『ローマ人の物語』の文庫版、ついに完結2011年09月07日

『ローマ人の物語(1)~(43)』(塩野七生/新潮文庫)
 新潮文庫版の『ローマ人の物語』(塩野七生)が完結した。ハードカバーの単行本全15巻が文庫では43冊になった。単行本版は2006年に完結しているが、私は文庫版で読んできた。2011年9月刊行の41、42、43冊目『ローマ世界の終焉』を読み、やっと、この長い物語を読み終えた。

 読み始めたのは、文庫版の16冊目が刊行されていた2004年だった。単行本の『ローマ人の物語』が刊行され始めた頃、書店の店頭で眺めることはあったが、自分には縁のない本だと思い、敬遠していた。しかし、文庫版を読んでいた知人から本書の面白さを聞いたのがきっかけで読み始めた。

 読み始めると、引きこまれてしまった。既刊分の文庫本を一気に読み終えてからは、毎年9月に刊行される続刊が待ち通しかった。単行本が先行しているから、そちらに乗り換えてもよかったのだが、その気にはならなかった。
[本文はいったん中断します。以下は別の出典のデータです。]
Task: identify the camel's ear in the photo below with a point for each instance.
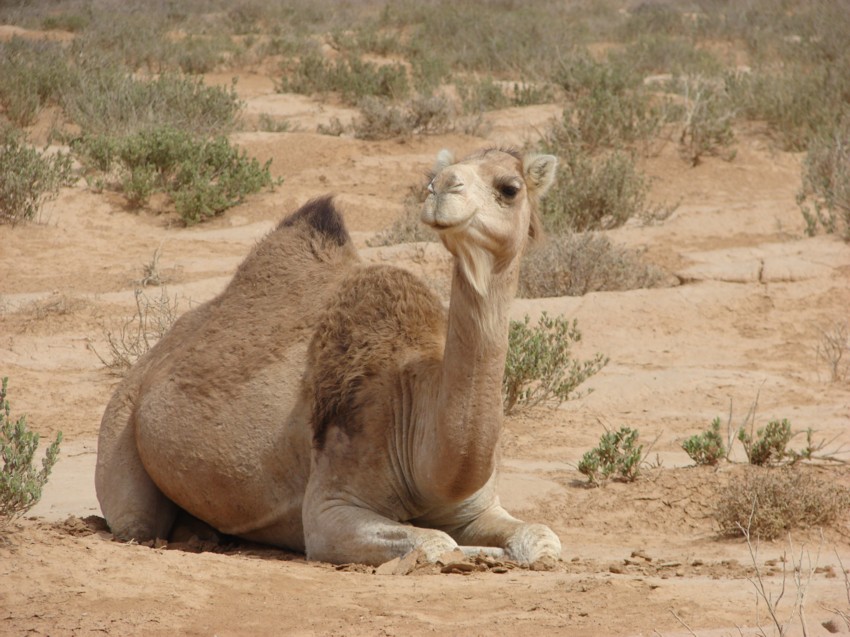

 文庫版の『ローマ人の物語』の特長は、1冊の薄さにある。単行本1巻を2~4冊に分割していて、1冊200頁前後だ。近年、製本糊の向上のせいか、分厚い文庫本が増えている。立方体のような文庫本もある。しかし、混んだ電車の中でも気軽に読むには、文庫本は薄いに限る。
 薄い文庫本は、物理的に軽いというメリットに加えて、1冊を読了したというささやかな達成感を頻繁に体験できるという効用もある。『ローマ人の物語』のような延々と続く歴史物語では、この小さな達成感がメリハリになる。
 
 そんなわけで、単行本に乗り換えずに文庫本で年1巻(文庫本で数冊)のペースで読み続けた。昨年の9月、『キリストの勝利』(38、39、40)を読了したとき、最終巻を待つ1年は長いなあと思った。で、最終巻が出るまでの1年の間にギボンの『ローマ帝国衰亡史』を読んでおこうと考え、ちくま学芸文庫版の全10巻を入手した。しかし、1巻目の前半で止まったままウカウカと時は過ぎていった。1年は短い。

 塩野七生氏の『ローマ人の物語』の魅力は、語り口の軽快さにある。学者の文章ではなく作家の文章だ。この語り口が、薄くて瀟洒な文庫本にマッチしている。ハードカバーの単行本だと、私は本書を読了できなかったかもしれない。

 著者が15年かけて書いた長大な物語を7年かけて読んだわけだが、時間をかけてコマ切れで読んだせいか、あまり長さを感じなかった。退屈する部分はなく、43冊のほとんどを一気に読んだような気がする。

 本書はおよそ1千年のローマ史であり、ローマの黎明期からローマ帝国の滅亡までを描いている。「ローマ人の物語」というタイトルが示すように、それぞれの時代の人物に光をあてて描いた人物論的な大歴史物語だ。
 古代史の本ではあるが、はるか昔の遠い国の人々の話という気がしない。登場人物の多くが、わたしたちの同時代人のように感じられる。物語のあちこちに散りばめられた塩野七生氏の感慨やつぶやきの多くは、そのまま現代日本への警句になっている。
 
 読みようによっては、かなり教訓的な内容とも言える。しかし、それが鼻につくわけでもイヤミでもなく、現代日本の男たちを叱咤激励しているように感じられる。ある週刊誌である女流流行作家が「団塊世代の男が読む女流作家は塩野七生さんだけ」とボヤいていたが、むべなるかなである。
 塩野七生氏の歯切れのいい指摘が、私たち団塊世代の男性を惹きつける魅力をもっているのは確かだ。

 何はともあれ、この著作が存在しなければ、私が古代ローマ史の面白さに惹かれることはなかっただろう。塩野七生氏へ感謝。